Transformational improvement in quality care and health systems: the next decade.
Braithwaite J., Vincent C., Garcia-Elorrio E., Imanaka Y., Nicklin W., Sodzi-Tettey S., Bates DW.
BACKGROUND: Healthcare is amongst the most complex of human systems. Coordinating activities and integrating newer with older ways of treating patients while delivering high-quality, safe care, is challenging. Three landmark reports in 2018 led by (1) the Lancet Global Health Commission, (2) a coalition of the World Health Organization, the Organisation for Economic Co-operation and Development and the World Bank, and (3) the National Academies of Sciences, Engineering and Medicine of the United States propose that health systems need to tackle care quality, create less harm and provide universal health coverage in all nations, but especially low- and middle-income countries.
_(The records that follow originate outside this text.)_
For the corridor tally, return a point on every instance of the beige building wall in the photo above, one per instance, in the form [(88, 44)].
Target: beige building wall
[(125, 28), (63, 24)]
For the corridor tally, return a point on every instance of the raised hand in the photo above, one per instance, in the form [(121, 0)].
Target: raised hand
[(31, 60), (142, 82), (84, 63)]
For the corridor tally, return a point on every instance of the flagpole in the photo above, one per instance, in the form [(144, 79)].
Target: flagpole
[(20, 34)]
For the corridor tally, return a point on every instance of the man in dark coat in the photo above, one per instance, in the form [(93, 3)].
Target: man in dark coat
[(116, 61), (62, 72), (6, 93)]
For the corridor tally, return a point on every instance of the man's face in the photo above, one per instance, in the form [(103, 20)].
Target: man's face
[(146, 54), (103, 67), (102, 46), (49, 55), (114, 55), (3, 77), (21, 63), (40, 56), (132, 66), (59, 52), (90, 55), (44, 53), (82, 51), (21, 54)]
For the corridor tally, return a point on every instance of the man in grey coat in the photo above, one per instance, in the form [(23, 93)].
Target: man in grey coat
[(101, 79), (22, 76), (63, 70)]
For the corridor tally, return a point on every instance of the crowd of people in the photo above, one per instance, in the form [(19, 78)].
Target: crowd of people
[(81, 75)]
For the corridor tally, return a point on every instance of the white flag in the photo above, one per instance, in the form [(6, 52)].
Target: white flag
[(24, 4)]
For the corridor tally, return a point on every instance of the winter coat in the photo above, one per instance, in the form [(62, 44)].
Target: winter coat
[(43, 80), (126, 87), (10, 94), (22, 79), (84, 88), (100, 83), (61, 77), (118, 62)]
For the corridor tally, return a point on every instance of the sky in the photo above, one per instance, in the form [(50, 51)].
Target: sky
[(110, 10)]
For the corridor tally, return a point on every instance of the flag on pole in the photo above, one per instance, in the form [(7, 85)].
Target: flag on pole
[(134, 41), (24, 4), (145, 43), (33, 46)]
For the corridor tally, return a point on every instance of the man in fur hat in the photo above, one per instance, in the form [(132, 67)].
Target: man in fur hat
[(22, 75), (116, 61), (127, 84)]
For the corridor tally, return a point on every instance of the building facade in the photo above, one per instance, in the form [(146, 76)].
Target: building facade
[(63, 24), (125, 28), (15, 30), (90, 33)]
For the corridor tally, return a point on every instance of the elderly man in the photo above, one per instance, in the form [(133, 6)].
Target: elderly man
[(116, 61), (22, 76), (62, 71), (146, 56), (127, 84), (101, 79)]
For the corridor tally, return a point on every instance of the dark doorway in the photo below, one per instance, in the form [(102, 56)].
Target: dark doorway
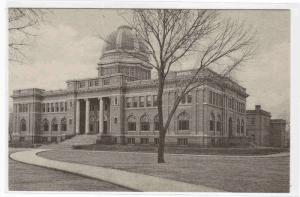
[(230, 127)]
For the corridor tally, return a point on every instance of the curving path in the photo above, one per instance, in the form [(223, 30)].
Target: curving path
[(138, 182)]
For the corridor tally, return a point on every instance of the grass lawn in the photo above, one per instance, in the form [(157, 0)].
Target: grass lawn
[(233, 174), (184, 149), (24, 177)]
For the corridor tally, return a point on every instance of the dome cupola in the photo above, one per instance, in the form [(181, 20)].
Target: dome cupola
[(124, 53)]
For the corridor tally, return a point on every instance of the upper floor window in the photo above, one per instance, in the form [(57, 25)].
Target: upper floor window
[(183, 121), (142, 101), (106, 81), (155, 100), (148, 100), (81, 84)]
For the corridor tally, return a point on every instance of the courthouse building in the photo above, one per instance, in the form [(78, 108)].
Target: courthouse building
[(120, 104)]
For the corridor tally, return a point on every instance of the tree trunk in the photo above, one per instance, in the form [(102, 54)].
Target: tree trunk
[(161, 147)]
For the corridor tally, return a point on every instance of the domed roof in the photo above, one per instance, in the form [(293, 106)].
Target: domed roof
[(124, 38)]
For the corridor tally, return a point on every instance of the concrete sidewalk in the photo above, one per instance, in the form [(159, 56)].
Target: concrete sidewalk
[(134, 181)]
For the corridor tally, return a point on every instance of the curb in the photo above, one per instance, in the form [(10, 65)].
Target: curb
[(134, 181)]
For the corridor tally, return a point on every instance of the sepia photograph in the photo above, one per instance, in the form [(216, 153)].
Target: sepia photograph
[(149, 100)]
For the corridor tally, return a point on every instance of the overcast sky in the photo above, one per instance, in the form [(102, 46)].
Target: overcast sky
[(67, 47)]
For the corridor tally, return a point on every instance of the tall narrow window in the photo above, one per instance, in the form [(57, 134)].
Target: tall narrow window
[(45, 125), (155, 100), (63, 124), (54, 126), (145, 123), (238, 126), (131, 122), (183, 121), (23, 125), (142, 101), (148, 100), (156, 123), (212, 122)]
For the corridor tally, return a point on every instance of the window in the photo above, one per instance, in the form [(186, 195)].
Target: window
[(23, 125), (148, 100), (134, 101), (81, 84), (144, 140), (142, 101), (212, 122), (56, 107), (128, 102), (45, 125), (131, 140), (183, 100), (238, 126), (154, 100), (106, 81), (61, 106), (156, 123), (210, 97), (63, 125), (54, 126), (182, 141), (145, 125), (219, 124), (52, 107), (242, 126), (189, 98), (183, 121), (131, 121), (253, 120), (156, 140)]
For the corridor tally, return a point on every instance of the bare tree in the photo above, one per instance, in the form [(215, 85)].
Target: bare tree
[(22, 23), (172, 35)]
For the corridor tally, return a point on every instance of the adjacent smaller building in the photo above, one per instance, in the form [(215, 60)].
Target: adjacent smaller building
[(265, 131)]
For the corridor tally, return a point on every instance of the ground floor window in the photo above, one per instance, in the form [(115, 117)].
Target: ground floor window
[(182, 141), (156, 140), (131, 140), (144, 140)]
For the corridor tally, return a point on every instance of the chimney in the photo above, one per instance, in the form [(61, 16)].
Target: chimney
[(257, 107)]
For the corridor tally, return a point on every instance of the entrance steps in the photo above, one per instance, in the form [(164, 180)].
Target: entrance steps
[(74, 141)]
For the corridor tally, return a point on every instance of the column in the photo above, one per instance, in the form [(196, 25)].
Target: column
[(87, 116), (77, 117), (100, 115)]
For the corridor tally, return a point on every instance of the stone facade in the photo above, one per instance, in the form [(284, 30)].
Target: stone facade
[(119, 105), (265, 131)]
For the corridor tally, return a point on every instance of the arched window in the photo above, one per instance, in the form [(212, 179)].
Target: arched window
[(238, 126), (54, 126), (131, 122), (183, 121), (145, 124), (23, 125), (242, 126), (63, 124), (212, 122), (230, 127), (219, 124), (45, 125), (156, 123)]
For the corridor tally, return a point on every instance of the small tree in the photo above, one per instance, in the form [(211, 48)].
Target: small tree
[(171, 35), (21, 27)]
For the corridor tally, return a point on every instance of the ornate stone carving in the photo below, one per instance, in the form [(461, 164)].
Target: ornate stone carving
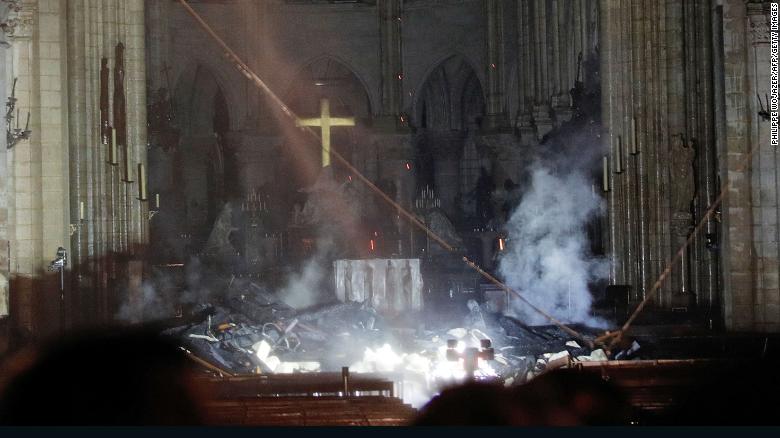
[(683, 182), (9, 18), (758, 14), (16, 19)]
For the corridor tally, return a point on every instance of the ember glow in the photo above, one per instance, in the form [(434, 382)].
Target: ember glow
[(424, 373)]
The objective of this study is to review these reports with the aim of advancing the discussion beyond a conceptual diagnosis of quality gaps into identification of practical opportunities for transforming health systems by 2030. MAIN BODY: We analysed the reports via text-mining techniques and content analyses to derive their key themes and concepts. Initiatives to make progress include better measurement, using the capacities of information and communications technologies, taking a systems view of change, supporting systems to be constantly improving, creating learning health systems and undergirding progress with effective research and evaluation. Our analysis suggests that the world needs to move from 2018, the year of reports, to the 2020s, the decade of action. We propose three initiatives to support this move: first, developing a blueprint for change, modifiable to each country's circumstances, to give effect to the reports' recommendations; second, to make tangible steps to reduce inequities within and across health systems, including redistributing resources to areas of greatest need; and third, learning from what goes right to complement current efforts focused on reducing things going wrong. We provide examples of targeted funding which would have major benefits, reduce inequalities, promote universality and be better at learning from successes as well as failures. CONCLUSION: The reports contain many recommendations, but lack an integrated, implementable, 10-year action plan for the next decade to give effect to their aims to improve care to the most vulnerable, save lives by providing high-quality healthcare and shift to measuring and ensuring better systems- and patient-level outcomes. This article signals what needs to be done to achieve these aims.